The investigator must receive a letter from the IRB Chair stating that the research is renewed prior to the anniversary date or the research must be suspended pending an approved renewal notice. Projects which are found to be continuing without IRB approval are in non-compliance with UTC policy and federal regulations. In these circumstances a non-compliance report may be sent to the Provost for further action.
What happens if there are problems that result from my study (e.g., injuries to a subject, breach of confidentiality, failure to follow protocol/research design)?
All investigators conducting research on human subjects must report any injuries or adverse events associated with the study procedures and/or problems involving the conduct of individuals associated with the study which occur during the course of their research project. This is called an adverse event and requires a report be submitted to the IRB (Form F). More information is available in the policy statement. Failure to report is a breach of the conditions under which IRB approval is given, and could result in suspension or revocation of approval. Suspension or revocation of approval could result in loss of support by funding agencies and loss of right to publish.

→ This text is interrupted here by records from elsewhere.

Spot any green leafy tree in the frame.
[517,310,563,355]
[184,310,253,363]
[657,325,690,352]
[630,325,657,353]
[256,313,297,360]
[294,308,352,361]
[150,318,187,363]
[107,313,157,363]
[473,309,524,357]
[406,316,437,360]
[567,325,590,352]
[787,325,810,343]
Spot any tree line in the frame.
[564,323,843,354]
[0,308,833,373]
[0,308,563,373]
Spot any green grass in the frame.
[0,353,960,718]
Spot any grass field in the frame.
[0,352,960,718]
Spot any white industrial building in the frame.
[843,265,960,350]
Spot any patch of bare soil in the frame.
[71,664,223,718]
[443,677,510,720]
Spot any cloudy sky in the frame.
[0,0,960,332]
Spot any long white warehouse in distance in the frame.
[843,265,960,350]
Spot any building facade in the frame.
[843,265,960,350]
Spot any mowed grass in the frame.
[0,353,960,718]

Researchers are required to report any possible violations of IRB policy. The IRB will conduct an inquiry following any report of possible misconduct related to human research activities that may come from subjects, study personnel, staff, students, or faculty. If, for instance, a research project is being conducted without IRB approval, or an improper method of recruiting subjects is being used, or undue influence is being placed upon prospective subjects to participate in a study, the IRB has no means of learning about such situations and rectifying them unless it is informed that they are taking place. Thus, in order to fulfill its obligation to protect human subjects in research, the institution depends upon concerned individuals, including investigators, to inform the IRB of any possible misconduct related to research activities of which they become aware.
Such incidents are usually reported by telephone or in writing to the Office of Research Integrity or to the Chair of the IRB Committee. An inquiry is made to the investigator conducting the research activity, maintaining requested anonymity of the individual submitting the report whenever possible. Depending upon the outcome of the IRB's initial inquiry, information about the incident may be forwarded to the Institution Signatory, the Provost, or the Chancellor for appropriate resolution.